Some people find that purpose they have in life, no matter how mundane, and they do it.
They work, they play, they have fun; they don't tend to venture beyond the boundaries or their normal existence, but that's okay with them.
They're content with their lot in life. They're all set.
Then there are people who, similarly, feel they have some goal in life, yet conversely have to spend years of their life immersing themselves in some chosen aspect, vastly broadening their horizons so they can achieve their ultimate passion.
I know for a fact that I'm neither.
I stepped into the outer world, into the waters of intellect and skill.
I just don't know how to swim.

I don't have a purpose. I don't have a passion. I don't have a goal.
I'm struggling to stay afloat, and the shore's nowhere in sight.
What if this was all a big mistake?
There's so much in my life that I don't understand, but I feel like I would have been happier if I'd never known it was there.
Like not being able to not see the trick to an optical illusion, things will never look the same to me.
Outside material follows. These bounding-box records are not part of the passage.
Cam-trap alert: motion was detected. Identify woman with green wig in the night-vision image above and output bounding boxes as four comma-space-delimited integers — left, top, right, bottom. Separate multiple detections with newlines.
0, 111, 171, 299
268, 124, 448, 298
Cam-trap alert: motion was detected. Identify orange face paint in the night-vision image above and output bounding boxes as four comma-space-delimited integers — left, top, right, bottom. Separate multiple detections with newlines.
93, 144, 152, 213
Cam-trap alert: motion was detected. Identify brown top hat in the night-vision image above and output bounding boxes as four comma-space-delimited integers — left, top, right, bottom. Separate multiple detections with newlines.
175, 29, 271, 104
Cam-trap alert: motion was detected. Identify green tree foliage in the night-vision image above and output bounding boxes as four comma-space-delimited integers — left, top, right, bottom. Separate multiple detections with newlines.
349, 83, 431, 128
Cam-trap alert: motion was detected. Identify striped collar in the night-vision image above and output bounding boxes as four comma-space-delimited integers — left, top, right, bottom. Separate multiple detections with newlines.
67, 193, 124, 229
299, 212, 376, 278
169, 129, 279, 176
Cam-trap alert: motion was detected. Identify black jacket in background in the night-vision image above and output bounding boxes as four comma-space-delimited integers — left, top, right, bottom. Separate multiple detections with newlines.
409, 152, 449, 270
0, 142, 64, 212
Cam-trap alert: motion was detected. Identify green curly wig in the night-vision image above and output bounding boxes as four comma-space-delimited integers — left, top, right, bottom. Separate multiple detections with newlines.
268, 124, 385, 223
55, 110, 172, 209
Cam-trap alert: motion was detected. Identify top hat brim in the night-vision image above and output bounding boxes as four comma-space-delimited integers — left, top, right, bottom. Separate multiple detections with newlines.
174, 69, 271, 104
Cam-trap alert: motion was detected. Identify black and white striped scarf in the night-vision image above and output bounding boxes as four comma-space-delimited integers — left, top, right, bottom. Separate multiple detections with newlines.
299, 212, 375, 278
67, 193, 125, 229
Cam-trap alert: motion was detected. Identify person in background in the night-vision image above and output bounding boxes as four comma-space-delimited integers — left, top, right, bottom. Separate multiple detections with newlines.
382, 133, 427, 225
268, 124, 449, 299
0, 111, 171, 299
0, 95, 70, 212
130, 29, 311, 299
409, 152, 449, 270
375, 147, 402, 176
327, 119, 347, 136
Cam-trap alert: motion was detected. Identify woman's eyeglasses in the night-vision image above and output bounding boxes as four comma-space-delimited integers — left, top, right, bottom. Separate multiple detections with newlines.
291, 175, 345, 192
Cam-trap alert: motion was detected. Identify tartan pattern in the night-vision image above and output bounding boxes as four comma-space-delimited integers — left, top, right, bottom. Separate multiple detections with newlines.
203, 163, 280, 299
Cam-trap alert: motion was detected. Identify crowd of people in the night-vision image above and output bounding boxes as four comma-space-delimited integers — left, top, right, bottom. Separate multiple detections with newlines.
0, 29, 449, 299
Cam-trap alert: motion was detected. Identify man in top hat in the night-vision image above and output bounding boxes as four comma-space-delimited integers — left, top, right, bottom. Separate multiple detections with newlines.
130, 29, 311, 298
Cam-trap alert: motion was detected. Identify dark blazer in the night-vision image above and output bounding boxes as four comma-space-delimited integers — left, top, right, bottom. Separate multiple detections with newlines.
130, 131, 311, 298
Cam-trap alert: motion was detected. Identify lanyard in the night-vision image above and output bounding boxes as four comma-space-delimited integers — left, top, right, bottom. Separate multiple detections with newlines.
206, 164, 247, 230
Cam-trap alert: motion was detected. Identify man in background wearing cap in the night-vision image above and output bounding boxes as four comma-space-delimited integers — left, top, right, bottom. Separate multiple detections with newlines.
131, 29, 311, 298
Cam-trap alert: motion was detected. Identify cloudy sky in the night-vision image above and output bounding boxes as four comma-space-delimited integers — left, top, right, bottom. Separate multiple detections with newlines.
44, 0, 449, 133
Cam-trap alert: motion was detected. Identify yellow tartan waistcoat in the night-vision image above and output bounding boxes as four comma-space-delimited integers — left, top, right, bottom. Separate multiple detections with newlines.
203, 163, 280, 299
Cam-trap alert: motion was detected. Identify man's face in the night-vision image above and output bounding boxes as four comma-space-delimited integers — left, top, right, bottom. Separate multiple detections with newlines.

I don't know how it will ever be like it was before, yet I still struggle to make sense of what it is now.
Worst of all is I feel as though I'm wasting my time. I'm stuck in this strange place where I obviously don't belong.

And there's no way out.



"I've watched you fly on paper wings, halfway around the world
until they burned up in the atmosphere, sent you spiralling down
landing somewhere far from here with no one else around" - Rise Against

Monday, September 6, 2010

Confessions

I've always been an advocate for the truth.
There's nothing I hate than master class deception, and sometimes I even let little white lies get the better of my temperament.
Sometimes a lie is told out of malice and spite; the worst kind.
Sometimes it's told out of fear of the consequences of the truth.
A little more understandable, but in the long run the impact is probably much the same.
Yet concealment, no matter how big or small, leads to confession; an act which in itself can be very liberating and empowering.
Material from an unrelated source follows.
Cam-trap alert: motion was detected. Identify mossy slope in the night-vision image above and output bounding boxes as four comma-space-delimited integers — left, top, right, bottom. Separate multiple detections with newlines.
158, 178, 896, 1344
I know form experience that certain confessions are extremely difficult.
My breathing gets all out of whack, and I feel my chest get so heavy because I've apparently forgotten to exhale.
But when you finally spit it out, there is a consequence, a react, and the ball starts rolling.

But what of self-confession?
Something you know, deep-down in your heart, but something that you can't bear to acknowledge.
Something you'd rather bury than accept.
No matter how difficult it might be to verbalise my most clandestine feelings, it's confronting myself with my deepest, darkest fears that is the hardest part of any confession.
Because they're usually the things you don't want to hear.
They're usually about the things you pretended weren't real.
And they usually come with the terrifying aspect that everything as you know it could change.

However, as terrifying as they are, these kinds of confessions tend to be the most fulfilling.
They bring with them the degree of acceptance that lets you "move on".
I've written many a blog on change, and how ultimately it can be a positive force. You shouldn't try to stand in it's way.
But sometimes, it's gentle, and waits for your permission.
All you have to do is say the word.

A simple confession is all it takes.